CBS' 'Zoo' Celebrates the Bible, in the Worst Way Possible

July 15th, 2015 4:17 PM

On last night’s episode of Zoo, the writers decided to explore that most overplayed of liberal story lines: the environment/fauna is destroyed by corporate greed and reckless endangerment and mutates! Our protagonists for this overdone, lazy monotony are activist/journalist Jamie Campbell (Kristen Connolly) and “I’m too moody and deep for you to possibly comprehend the depths of me," animal anthropologist Mitch Morgan (Billy Burke).

Since episode 1, Campbell has actively pursued the theory that chemicals produced by Reiden Global, the evil corporate entity of choice for this particular series, cause lions to communicate with each other and attack humans. But tonight, we found out the deeper, underlying reason for Campbell’s quest to destroy Reid Global. Hint: it’s a reason you could never have possibly seen coming:

"-I was 11 when my mom got sick. She was one of the first ones. Eventually, there were 26 more. 26 formerly healthy members of the community.

-Cancer clusters.

-We tried to make a case, but... By then, Reiden was this... Huge, monolithic super-corporation, and we were just a bunch of sick farmers in a tidewater town. And who knows what causes cancer, right? All you can do to avoid it, good luck and good genetics. Or so the thinking goes.

-I'm sorry.

-Do you have family? I never asked.

-Yeah, we're not close. As you can imagine, I'm an acquired taste.

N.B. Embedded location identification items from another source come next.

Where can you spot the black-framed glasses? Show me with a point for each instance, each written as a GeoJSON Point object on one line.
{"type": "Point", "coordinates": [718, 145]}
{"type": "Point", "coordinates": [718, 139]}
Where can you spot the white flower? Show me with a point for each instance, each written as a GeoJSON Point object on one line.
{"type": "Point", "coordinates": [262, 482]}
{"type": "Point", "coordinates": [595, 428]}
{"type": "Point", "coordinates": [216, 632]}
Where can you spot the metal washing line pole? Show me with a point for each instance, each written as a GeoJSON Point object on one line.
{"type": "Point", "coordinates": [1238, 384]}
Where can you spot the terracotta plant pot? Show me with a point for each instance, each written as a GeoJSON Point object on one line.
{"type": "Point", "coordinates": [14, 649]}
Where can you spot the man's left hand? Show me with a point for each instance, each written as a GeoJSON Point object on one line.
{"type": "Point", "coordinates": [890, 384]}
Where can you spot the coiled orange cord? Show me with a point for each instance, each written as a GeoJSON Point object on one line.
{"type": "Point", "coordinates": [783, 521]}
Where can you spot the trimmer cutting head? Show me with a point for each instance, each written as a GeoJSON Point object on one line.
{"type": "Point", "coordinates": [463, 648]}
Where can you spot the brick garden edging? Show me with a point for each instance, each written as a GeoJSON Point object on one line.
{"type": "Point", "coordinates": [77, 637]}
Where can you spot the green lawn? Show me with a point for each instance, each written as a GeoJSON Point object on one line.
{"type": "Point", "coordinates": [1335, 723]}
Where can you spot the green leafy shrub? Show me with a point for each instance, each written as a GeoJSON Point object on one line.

-Yeah, in the beginning. In the end, though, you come through. Anyway, I wanted to bring you here to show you that I wasn't completely nuts. I'm just very, very angry."

Okay, I lied. A corporation causing people to die of cancer, thus spurring their loved ones to embark on crusades against said companies, is a plot line that anyone could see coming a million miles away. Because, not only have we seen that before, but as evidenced by Jurassic Park 3, Magic Mike 2, Fast & Furious 97, Rambo 9, and the new Ghostbusters series, Hollywood is completely incapable of coming up with new ideas! While staying true to the theme of enviro-propaganda that is the soul of Patterson’s book, by episode 3 the series has lapsed into tried and tired liberal talking points and story lines.

Equally silly is the idea that non-tobacco corporations, who rely on people being, you know, alive to spend money on their products would somehow knowingly or willingly cause people to have cancer.

However, I digress. The most disturbing part of this episode, however, came later when one Mrs. Blanchard goes to visit the death row inmate who killed her husband. The inmate not only proudly but also grotesquely boasts of having killed her husband because, as the inmate says, he was a “murderer” for hunting animals. But what the inmate gives as his inspiration for murdering her husband is even more twisted:



"-I'm surprised you agreed to see me.

-Seems it's God's will. Well, some might say a veiled attempt to stave off any kind of unforeseen unpleasantness in the hereafter. But I don't answer to them, Miss Blanchard, only to you.

-It's Mrs. You've always maintained your innocence. But I need the truth, Mr. Hartley. Did you kill my husband?

-I wasn't always like this. Lusting. Craving. We played God. And we paid a horrible price. I was out there looking for the cure. Out there in the woods. That night, seeing your husband and his friends on that hunting trip... It triggered something. Watching men celebrate murder. They made it easy. Easy to kill. Your husband was the first. He was a little slower than the rest. I took him down fast. You should know he didn't suffer, Miss Blanchard. My knife is fast.

-Mrs.

-And before I got caught, I was out there looking for another hunting party. 'Cause it had become... It is now... My nature. I know you got questions about what I did. But all the answers are right here, Miss Blanchard.

-Damn it, it's Mrs. Mrs. Blanchard.

-Is it, though? Is it still? You see, I thought I removed the "Mrs." When I removed Daniel's heart.

-Guard! I want to leave now!"

Clearly, this inmate went to the Pope Francis school of theology, where a justification for every form of liberal environmental activism is apparently found in the Good Book. Interesting that this degenerate claims the justification for murdering this poor woman’s husband can be found in a book that says “Thou Shalt Not Murder.” He must have a different version.

Not to mention the fact that the Bible contains passages of God calling for animal sacrifice, Jesus filling the nets of fishermen (the hunters of the sea) with fish, and no less than 42 different instances where hunting is mentioned, alluded to, or analogized in a positive or neutral way.

That represents an inconvenient truth for animal rights activists when it comes to religion. But with judges like we have, it’s only a matter of time before SCOTUS rewrites those parts, too.